The number of adults under 25 who reported having suicidal thoughts increased by over six percentage points last year, according to a new study released Wednesday by the UCLA Center for Health Policy Research.
The California Health Interview Survey, the largest health survey in the state, found that 30.5% of 18 to 24 year olds in 2021 reported having suicidal thoughts at some point in their lives, compared to 23.9% in 2020 — the first year of the COVID-19 pandemic.
Ninez A. Ponce, director of the research center, said that the results indicate an urgent need for mental health resources in California. In 2016, the number of young adults reporting thoughts of suicide was 14.1%.
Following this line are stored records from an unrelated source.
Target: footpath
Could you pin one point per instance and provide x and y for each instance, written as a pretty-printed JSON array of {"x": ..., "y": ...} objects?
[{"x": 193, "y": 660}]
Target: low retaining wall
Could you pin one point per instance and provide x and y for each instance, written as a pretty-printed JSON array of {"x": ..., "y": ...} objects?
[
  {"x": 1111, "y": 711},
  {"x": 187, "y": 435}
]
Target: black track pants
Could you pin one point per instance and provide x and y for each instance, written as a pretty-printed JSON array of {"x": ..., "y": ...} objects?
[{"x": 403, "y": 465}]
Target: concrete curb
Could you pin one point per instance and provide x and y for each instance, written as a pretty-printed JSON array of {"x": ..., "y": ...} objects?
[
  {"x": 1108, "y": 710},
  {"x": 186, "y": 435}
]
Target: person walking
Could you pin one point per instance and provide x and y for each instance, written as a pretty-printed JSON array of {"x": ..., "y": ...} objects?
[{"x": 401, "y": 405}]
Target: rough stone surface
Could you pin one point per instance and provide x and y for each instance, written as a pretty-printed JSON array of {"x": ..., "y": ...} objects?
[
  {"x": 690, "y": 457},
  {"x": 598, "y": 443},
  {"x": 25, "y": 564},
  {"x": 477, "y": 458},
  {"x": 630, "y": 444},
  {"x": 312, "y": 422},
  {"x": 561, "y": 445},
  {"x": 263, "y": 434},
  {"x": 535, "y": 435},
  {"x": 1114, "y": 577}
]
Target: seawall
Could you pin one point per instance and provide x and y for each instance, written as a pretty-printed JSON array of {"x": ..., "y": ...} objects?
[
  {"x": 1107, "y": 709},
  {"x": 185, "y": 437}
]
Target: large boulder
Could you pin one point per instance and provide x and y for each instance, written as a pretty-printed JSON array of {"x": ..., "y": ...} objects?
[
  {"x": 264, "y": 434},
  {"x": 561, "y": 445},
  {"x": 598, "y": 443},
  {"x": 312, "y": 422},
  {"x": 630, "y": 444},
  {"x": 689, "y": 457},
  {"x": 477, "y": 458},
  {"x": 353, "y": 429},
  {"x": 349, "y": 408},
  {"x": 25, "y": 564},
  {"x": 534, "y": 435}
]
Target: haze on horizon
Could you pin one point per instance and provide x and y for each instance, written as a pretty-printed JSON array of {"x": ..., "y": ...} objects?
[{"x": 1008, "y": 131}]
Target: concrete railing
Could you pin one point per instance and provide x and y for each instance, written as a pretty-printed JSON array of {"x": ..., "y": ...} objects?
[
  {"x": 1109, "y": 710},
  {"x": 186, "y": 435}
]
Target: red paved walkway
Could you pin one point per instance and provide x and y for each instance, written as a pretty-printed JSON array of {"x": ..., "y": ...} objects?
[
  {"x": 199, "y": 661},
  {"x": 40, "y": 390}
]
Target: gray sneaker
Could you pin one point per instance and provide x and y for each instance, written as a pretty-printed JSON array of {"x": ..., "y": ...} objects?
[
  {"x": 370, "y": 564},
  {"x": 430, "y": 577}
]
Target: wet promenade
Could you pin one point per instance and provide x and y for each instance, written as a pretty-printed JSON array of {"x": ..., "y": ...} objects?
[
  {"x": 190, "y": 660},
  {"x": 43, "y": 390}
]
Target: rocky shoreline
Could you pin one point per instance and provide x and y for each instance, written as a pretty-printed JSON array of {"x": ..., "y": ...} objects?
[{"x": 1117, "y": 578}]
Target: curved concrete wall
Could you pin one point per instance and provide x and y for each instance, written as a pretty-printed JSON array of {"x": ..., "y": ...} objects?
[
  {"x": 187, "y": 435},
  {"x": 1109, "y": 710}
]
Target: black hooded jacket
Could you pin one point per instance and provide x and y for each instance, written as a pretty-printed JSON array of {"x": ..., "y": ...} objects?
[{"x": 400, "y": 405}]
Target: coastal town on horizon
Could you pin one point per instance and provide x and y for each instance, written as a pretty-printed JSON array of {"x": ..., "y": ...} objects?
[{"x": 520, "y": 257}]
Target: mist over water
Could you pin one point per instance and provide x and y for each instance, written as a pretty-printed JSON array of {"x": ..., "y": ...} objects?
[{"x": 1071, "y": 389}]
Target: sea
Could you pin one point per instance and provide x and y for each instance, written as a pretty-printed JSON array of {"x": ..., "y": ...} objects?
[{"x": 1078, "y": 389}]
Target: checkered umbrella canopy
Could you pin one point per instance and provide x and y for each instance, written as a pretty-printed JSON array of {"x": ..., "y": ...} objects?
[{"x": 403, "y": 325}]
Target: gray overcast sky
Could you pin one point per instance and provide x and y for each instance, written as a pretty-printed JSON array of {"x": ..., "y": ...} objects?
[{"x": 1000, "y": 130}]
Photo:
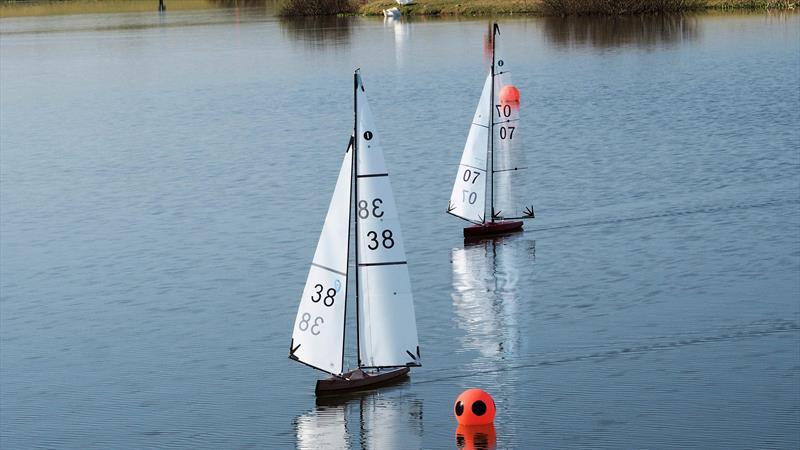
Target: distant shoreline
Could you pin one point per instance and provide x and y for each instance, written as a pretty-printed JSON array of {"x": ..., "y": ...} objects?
[
  {"x": 428, "y": 8},
  {"x": 568, "y": 7}
]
“Our findings show that more people are experiencing serious psychological distress, more people are in need of professional help and more people are reporting moderate or severe impairment in their work, social lives, relationships and daily activities,” Ponce said.
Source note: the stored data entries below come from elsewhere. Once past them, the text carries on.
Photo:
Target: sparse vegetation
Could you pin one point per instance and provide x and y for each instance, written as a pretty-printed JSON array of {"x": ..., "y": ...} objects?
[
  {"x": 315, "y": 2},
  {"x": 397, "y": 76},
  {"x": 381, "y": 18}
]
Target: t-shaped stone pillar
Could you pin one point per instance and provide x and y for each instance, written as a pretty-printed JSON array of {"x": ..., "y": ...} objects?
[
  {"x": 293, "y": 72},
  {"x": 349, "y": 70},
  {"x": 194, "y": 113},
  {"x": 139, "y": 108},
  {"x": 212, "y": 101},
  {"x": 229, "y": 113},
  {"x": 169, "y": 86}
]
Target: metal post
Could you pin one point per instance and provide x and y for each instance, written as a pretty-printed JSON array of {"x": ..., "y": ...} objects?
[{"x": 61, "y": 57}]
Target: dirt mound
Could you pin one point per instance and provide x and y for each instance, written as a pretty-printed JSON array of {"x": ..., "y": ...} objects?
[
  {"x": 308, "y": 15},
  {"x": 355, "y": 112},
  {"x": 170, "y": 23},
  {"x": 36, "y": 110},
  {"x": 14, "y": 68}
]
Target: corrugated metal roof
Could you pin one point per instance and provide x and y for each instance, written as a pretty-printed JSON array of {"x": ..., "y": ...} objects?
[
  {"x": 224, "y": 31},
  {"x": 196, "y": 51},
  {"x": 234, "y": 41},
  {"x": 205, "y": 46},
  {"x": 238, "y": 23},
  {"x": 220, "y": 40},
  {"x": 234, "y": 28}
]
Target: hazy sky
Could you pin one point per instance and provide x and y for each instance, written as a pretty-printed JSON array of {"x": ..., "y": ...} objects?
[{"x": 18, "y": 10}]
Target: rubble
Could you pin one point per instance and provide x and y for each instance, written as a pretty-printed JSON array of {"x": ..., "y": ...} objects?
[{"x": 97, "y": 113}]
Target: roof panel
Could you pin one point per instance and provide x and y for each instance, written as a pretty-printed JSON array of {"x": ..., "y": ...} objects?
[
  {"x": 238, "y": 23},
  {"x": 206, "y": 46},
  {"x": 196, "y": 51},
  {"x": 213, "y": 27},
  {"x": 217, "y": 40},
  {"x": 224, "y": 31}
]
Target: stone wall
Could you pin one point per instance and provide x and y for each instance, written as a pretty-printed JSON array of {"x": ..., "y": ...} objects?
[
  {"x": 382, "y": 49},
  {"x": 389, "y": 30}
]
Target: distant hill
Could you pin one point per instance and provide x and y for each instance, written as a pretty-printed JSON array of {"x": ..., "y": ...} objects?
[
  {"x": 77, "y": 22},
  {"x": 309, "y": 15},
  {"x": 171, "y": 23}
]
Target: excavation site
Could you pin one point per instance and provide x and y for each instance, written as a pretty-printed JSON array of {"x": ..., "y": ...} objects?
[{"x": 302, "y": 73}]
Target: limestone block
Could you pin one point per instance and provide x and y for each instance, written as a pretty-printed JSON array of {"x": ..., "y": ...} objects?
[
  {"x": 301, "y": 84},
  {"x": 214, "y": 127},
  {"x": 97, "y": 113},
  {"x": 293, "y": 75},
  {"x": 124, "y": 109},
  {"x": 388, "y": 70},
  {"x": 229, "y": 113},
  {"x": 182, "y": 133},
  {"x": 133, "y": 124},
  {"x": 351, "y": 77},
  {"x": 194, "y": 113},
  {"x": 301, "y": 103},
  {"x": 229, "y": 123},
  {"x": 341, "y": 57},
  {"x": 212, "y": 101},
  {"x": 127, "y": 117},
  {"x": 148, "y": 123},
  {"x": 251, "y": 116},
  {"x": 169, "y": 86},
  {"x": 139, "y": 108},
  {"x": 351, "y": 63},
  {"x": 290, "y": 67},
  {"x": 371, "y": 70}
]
More than a third of respondents ages 13 to 17 reported needing help for emotional or mental health issues, but more than a quarter did not receive any counseling over the past year, according to the survey.
The National Suicide and Crisis Lifeline can be reached by dialing 988.
The 2021 survey included responses from over 24,000 adults, 1,100 teenagers and 4,000 children. It covered more than 100 topics related to the physical and mental health of Californians.
Other results included:
— Black and Native American adults were most likely to have adverse childhood experiences. Over three-quarters of Black or African American adults and over 90% of American Indian and Alaska Native adults reported having one or more adverse childhood experiences, compared to two-thirds of all Californians;
— Over a third of Black or African American adults reported having been stopped by police at least once in the last three years, compared to the general figure of 21.5%;
— Nearly 40% of adults earning under 200% of the federal poverty level reported being food insecure in 2021, with rates highest among Black, Latino and mixed-race adults;
— Adults ages 18 to 24 were twice as likely as adults 65 and older to report housing instability (6.2% compared to 3.1%). Overall, 4.7% of adults were fairly or very unstable and insecure in their current housing situation.
“As the largest and most diverse state, California is often looked at as a model that strives toward health equity,” said Todd Hughes, director of the California Health Interview Survey. “However, the data show there is still a need to address some of the inequities in California that have been magnified since the start of the pandemic.”